Buy to Let takes a hit

The Buy to Let market has been hit hard this week as two of the major players make significant changes to their criteria.

BM Solutions (part of the Lloyds Banking Group) have withdrawn their House to House product.  What does this mean?  Well, the majority of investment mortgages, or better known as Buy to Lets work on a required rental calculation.  Most use a 125% rule.  Therefore the rental payment must be 125% of the monthly mortgage payment, usually based on the actual interest pay rate.  If the rental payment was short in calculation, then the loan offered would be reduced to fit.

The now defunct House to House product ignored this requirement and looked at the Buy to Let using the customer’s income and expenditure.  It was one of the only products in the market that offered this option and was incredibly useful for properties where rental coverage did not cover the mortgage payments by the required rental calculation.  The lender would consider the customers income when considering loan amounts.
The Mortgage Works (part of Nationwide) have also made a number of changes to their Buy to Let offerings.  These include the withdrawal of their regulated Buy to Let offering.   A regulated Buy to Let is where a sizeable portion of the property is rented out to a family member.  They have also withdrawn the option for clients to buy a property from a relative. 

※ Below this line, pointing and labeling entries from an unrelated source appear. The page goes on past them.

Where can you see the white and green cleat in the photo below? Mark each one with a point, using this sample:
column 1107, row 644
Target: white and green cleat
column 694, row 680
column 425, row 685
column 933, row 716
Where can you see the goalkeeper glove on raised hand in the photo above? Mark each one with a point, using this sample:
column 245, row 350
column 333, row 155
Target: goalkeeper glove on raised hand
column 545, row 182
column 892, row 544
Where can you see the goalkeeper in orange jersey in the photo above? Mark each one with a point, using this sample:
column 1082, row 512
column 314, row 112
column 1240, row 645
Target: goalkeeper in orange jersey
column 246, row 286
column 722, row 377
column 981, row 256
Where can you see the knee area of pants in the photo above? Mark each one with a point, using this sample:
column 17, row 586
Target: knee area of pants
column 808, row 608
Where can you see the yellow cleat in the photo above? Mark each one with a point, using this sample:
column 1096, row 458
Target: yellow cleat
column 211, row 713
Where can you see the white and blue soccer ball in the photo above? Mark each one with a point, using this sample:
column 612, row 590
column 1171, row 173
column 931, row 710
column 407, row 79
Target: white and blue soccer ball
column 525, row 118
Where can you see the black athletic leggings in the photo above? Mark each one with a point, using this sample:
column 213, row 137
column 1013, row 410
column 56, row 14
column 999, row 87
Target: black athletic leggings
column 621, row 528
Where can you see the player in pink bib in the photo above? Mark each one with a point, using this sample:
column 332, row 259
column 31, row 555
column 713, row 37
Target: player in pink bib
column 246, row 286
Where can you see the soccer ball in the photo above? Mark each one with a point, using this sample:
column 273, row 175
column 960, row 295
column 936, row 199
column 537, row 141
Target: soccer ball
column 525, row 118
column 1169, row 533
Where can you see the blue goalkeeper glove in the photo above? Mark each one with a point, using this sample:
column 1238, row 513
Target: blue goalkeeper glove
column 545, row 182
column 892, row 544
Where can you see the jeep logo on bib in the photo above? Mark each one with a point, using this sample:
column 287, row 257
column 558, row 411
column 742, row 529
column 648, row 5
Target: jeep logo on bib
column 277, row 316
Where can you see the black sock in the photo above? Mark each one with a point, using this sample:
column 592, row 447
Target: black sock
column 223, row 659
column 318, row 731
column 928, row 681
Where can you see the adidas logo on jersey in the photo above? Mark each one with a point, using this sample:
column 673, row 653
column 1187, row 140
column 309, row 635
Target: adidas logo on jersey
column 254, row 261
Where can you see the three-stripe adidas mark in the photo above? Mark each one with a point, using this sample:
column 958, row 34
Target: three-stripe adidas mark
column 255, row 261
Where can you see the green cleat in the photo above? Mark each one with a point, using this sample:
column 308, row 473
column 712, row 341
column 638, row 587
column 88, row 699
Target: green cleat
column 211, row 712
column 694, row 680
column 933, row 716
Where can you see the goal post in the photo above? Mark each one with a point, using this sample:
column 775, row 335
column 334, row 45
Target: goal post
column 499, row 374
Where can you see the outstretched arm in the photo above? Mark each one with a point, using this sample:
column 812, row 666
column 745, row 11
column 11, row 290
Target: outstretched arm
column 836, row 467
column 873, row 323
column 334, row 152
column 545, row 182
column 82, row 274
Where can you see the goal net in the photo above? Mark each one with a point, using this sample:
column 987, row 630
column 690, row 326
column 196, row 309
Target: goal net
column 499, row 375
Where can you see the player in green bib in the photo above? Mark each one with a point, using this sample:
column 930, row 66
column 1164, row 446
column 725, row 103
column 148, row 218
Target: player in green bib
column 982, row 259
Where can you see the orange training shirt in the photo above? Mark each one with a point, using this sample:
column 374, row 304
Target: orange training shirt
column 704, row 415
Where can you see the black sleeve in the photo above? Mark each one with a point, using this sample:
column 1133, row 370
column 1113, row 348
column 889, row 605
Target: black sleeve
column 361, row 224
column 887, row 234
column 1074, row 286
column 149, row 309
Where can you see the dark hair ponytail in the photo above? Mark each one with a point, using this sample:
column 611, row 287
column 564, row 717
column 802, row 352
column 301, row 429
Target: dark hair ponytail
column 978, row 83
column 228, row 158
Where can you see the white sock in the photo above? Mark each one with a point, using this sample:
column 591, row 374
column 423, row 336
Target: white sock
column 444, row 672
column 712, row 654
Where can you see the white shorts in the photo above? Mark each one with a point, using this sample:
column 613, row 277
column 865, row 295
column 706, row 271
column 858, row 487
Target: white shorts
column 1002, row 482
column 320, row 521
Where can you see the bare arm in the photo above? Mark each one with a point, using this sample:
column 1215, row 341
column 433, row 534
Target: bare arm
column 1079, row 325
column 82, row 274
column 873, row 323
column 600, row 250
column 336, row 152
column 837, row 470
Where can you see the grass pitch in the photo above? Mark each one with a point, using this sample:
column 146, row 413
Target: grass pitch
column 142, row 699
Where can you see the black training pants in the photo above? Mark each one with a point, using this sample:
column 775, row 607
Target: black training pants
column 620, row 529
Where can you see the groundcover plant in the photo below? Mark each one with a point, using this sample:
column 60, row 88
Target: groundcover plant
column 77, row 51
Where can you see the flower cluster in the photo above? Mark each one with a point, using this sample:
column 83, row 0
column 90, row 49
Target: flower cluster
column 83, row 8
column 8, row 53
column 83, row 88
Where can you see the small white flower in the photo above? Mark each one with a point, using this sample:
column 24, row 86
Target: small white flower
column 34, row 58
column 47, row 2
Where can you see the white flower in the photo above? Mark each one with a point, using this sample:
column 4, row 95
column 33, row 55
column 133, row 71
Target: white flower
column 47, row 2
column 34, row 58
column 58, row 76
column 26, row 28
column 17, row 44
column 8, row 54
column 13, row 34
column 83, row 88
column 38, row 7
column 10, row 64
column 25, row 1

With property prices still low, First Time Buyers struggling to get on the property ladder and returns on savings still relatively unattractive, many have invested in property as a long term investment.  This area of the mortgage market has been buoyant and as such, many lenders are incurring service issues.  So these are substantial moves by two major lenders begging the question if this is the start of more negative things to come?   Let’s hope not!